Ella como estudiante encontró en su camino todo tipo de docentes. En secundaria terminó de rendir Matemática Financiera cuando la docente se jubiló. “Me había presentado seis veces a rendir, aprobé con 8 y la profe me preguntó por qué había desaprobado tantas veces. Luego, cuando estudié Formación Actoral, tuve un docente que me dijo que esto no era lo mío, que para actuar debía pisar cabezas, si no, nunca iba a hacer nada. Después cursé con un equipo de maestras que me acompañaron y enseñaron de qué se trataba estudiar Teatro. Martha Serrano, Diana Roffé y Rosa María González. Maestras. Luego, aquí en Sanra, tuve excelentes profesorxs. De todxs voy a mencionar a mi profesora de residencia, Julieta Santa María, quien se tomaba el tiempo de acompañarnxs y escucharnxs. Es decir, que decidí quedarme con las experiencias positivas, y creo que pude hacer esa elección justamente por lxs profes que tuve y dejaron una huella positiva, y desde ahí me paro al dar clases”, dice.

Para Gille la educación es un puente. Va más allá de saber contenidos específicos. Es un circuito sin fín, una rueda que va y viene de manera fluida. Ella subraya que quienes deciden emprender este camino deben preguntarse qué tipo de docente quieren ser. “Lxs docentes dejamos huella en los estudiantes. Debo decidir qué huella quiero dejar: positiva o negativa. Yo puedo creer que tengo un gran compromiso y ellxs pueden recibir otra cosa. Lxs estudiantes son el motor para que yo esté frente al aula. Trabajo con la pretensión de poder conocerlxs, de hecho, conozco los nombres de todxs mis estudiantes, los aprendo año a año y desde allí puedo trabajar en las dificultades o procesos que cada unx necesita. Abro la puerta para que me planteen lo que necesitan o creen respecto a mi práctica. Eso genera entonces un diálogo, un feedback sin el cual la cosa no funciona.

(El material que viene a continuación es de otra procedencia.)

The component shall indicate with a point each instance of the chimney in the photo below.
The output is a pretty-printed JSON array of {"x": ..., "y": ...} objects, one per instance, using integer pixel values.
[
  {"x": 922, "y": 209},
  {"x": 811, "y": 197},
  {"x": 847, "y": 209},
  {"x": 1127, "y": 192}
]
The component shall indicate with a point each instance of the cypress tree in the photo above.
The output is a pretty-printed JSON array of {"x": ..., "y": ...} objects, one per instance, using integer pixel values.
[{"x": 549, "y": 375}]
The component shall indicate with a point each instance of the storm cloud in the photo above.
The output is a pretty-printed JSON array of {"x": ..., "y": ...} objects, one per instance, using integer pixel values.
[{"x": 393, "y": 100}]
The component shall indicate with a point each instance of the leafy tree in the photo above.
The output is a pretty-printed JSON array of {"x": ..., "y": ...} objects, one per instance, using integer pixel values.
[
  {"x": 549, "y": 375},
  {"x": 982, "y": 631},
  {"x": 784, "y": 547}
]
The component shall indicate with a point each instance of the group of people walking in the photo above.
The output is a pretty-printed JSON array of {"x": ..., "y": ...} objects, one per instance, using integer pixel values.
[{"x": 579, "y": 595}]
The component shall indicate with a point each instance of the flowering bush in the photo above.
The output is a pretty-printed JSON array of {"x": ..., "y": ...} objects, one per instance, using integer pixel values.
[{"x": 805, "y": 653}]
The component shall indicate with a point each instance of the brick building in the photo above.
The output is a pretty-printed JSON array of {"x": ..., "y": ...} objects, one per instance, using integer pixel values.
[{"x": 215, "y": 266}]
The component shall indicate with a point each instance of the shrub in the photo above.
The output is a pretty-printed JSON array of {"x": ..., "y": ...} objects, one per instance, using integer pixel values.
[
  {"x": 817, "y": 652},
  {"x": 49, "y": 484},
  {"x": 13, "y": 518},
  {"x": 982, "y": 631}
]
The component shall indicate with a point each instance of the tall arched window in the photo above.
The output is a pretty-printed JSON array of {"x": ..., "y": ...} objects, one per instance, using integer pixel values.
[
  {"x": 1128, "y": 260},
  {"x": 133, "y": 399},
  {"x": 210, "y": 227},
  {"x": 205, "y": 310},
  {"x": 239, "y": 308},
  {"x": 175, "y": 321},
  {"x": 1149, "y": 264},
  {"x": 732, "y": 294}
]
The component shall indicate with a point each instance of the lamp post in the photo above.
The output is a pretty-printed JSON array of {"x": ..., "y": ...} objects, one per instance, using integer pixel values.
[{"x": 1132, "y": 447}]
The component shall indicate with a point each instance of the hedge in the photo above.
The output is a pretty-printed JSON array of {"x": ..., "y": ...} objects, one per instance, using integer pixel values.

Si no lxs escucho, ¿cómo lxs voy a acompañar en su trayectoria?”.

―¿El arte puede cambiar al mundo?

―Es una pregunta un poco compleja. A ver, sí, puede cambiarlo. Pero no desde el concepto romántico de una transformación en abstracto. El arte ha acompañado, a través de los años, todos los acontecimientos sociales, económicos y políticos en el mundo. De hecho, ha sido lo que ha sostenido en muchos casos para poder reconstruir luego de hechos devastadores. El arte tiene un campo de conocimiento en sí mismo, que desarrolla capacidades específicas en lxs estudiantes. Al desarrollar otras capacidades, indefectiblemente logra una integralidad en su desarrollo que les permite transformar e interpelar lo que les rodea y eso genera un impacto. Desde este lugar, sí, puede cambiar lo que se proponga cambiar.